Between 2001-02 and 2009-10, for example, Britain added £5.40 of private and public debt for each £1 of 'growth' in GDP. Between 1998 and 2012, real GDP increased by just £338 bn (30 per cent) whilst debt soared by £1,133 bn (95 per cent).
In the US, at constant (2011) values, consumption increased by $6,500 bn between 1981 and 2011 whilst consumption on Americans' behalf by their government rose by a further $1700. And by how much did the combined output of the manufacturing, construction, agricultural and extractive industries grow in that same period? By a miserly $600 bn. No wonder, then, that in that period American indebtedness soared from $11 trillion to almost $54 trillion.

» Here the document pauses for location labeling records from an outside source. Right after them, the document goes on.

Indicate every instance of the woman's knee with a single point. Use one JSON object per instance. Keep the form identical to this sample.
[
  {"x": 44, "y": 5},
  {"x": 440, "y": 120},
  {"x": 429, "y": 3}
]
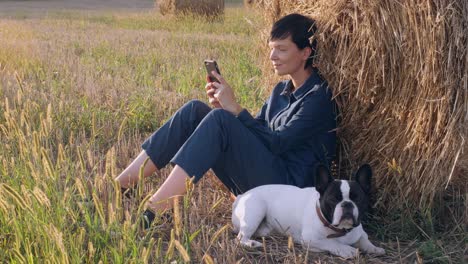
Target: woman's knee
[
  {"x": 195, "y": 109},
  {"x": 220, "y": 115}
]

At the moment, bizarrely and shamefully, about the only people talking about this stuff are Austrian-leaning economists, free market think-tanks and the odd maverick MP such as Douglas Carswell. Yet of all the political issues of our time, it's the one that is going to affect more of us, more severely than any other. And I don't know about you lot, but I've had just about enough of this apathy, ignorance, purblind denialism and culpable dishonesty.
All those environmentalists, for example, telling us that they're acting in the interests of future generations. No they're not – and it's time we stopped letting them get away with pretending otherwise. Every new economy-sapping tax or regulation they introduce, every acre of rainforest or farmland they divert to biofuels, every percentage point of extra cost they add needlessly to the price of energy in their pointless quest for renewables, is like a boot in the face of our children and grandchildren. "No you can't have a job. No you can't have as high a standard of living as recent generations. Yes you will have to endure an era of low growth, increased government meddling in your life, and – quite likely – a period of riots, hyperinflation, possibly even war."
The same applies to all the usual anti-freedom, anti-growth, anti-Western-civilisation suspects – the Occupy crowd who seem to think the solution is more of the government intervention that got us into this mess in the first place; the students whining for more free money to fund their mostly worthless degrees; the safety Nazis clamouring for the government to blow more of our tax dollars trying to abolish the natural frailty of the human form. And yes, it applies very much to those vicious, embittered, self-righteous disability rights activists who hounded Philip Hensher for speaking no more than truth.
It's time we lovers of liberty stood up to the fascist bullies who would steal our livelihoods, our freedoms and our right to self determination and self expression. You with me, people? You too, Philip?